In 1927, an offshoot of the Boone and Crockett Club was created specifically for sport bird management and operated until 1930 as the American Wild Fowlers. This group had such familiar names as Arthur Bartley and Nash Buckingham, who would later be very instrumental in the conservation movement. In 1930, Joseph Knapp, a publishing tycoon who successfully obtained such notable publications as The Associated Sunday Magazine, Crowell Publishing Company, Collier’s Weekly, Farm and Fireside and the book publisher P.F. Collier & Sons, founded More Game Birds in America and American Wild Fowlers was quickly absorbed into the new organization. Then in 1937, Knapp and a small group of conservation philanthropists decided it was time to focus on the decreasing waterfowl populations, and the habitat necessary to sustain them in Canada, and formed Ducks Unlimited, Inc.
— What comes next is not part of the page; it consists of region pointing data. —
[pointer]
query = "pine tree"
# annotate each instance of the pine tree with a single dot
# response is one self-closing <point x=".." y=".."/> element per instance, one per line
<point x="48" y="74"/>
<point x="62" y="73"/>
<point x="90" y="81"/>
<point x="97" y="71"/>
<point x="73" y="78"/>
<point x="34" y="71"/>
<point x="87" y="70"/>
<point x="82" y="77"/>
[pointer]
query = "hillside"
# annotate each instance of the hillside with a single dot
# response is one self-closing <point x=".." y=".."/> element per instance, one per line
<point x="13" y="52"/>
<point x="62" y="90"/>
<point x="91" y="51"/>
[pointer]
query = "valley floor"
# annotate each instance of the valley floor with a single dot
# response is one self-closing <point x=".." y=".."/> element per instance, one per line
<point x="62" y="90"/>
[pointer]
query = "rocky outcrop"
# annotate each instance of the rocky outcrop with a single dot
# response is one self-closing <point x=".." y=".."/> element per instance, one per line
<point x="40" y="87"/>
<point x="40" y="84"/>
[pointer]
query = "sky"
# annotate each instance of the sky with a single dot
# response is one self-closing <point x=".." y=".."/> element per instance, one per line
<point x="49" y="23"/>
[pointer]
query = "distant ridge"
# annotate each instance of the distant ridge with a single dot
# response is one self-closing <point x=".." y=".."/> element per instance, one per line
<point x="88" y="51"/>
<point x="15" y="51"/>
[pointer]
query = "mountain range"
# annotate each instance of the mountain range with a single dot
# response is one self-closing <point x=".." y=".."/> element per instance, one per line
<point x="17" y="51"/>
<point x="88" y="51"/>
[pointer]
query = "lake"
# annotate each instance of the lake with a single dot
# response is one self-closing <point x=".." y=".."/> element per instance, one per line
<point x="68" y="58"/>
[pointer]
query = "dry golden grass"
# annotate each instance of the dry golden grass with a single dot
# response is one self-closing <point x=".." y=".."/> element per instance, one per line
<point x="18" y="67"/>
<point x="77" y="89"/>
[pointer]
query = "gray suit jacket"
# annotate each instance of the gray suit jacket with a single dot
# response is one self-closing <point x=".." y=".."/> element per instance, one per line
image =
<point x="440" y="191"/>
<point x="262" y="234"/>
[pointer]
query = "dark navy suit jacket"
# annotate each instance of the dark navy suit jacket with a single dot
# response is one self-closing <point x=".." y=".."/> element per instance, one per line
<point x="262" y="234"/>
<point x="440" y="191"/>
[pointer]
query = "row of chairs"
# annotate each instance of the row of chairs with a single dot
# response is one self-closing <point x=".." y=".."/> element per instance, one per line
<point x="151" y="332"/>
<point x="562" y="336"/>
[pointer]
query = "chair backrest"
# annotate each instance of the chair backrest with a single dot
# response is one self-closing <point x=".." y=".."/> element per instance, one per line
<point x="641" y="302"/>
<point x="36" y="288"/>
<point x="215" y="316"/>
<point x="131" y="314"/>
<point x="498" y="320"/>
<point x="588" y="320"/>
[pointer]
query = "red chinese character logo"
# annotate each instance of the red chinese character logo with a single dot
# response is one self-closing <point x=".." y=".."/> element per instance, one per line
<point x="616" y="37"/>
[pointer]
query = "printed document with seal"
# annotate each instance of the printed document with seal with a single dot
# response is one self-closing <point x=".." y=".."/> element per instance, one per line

As had happened before, More Game Birds in America was absorbed by the new waterfowl organization and, as they say, the rest is history.
As I stood on the stage at the B&C dinner and received this prestigious award, I was thoughtful of how lucky I was to be representing an organization with such a rich conservation history, and all the tremendous leaders over the past 75 years that refused to surrender to any thoughts of “it can’t be done”. When Theodore Roosevelt helped form the Boone and Crockett Club 125 years ago this year, he and his compatriots had the foresight, and bullheadedness, to assume they could, and would, make a difference. I can’t imagine that in their wildest dreams they could have predicted the tsunami they were creating in the world of conservation.
Since its formation, the Boone and Crockett Club has spawned numerous conservation organizations and groups who follow the North American Model for Conservation. Ducks Unlimited is extremely proud to say we are one of those, and we’re proud of the 12.7 million acres of waterfowl habitat we have been able to conserve. We in conservation are truly a family. And we are committed to carry on the family tradition. Thank you Boone and Crockett for all you have done.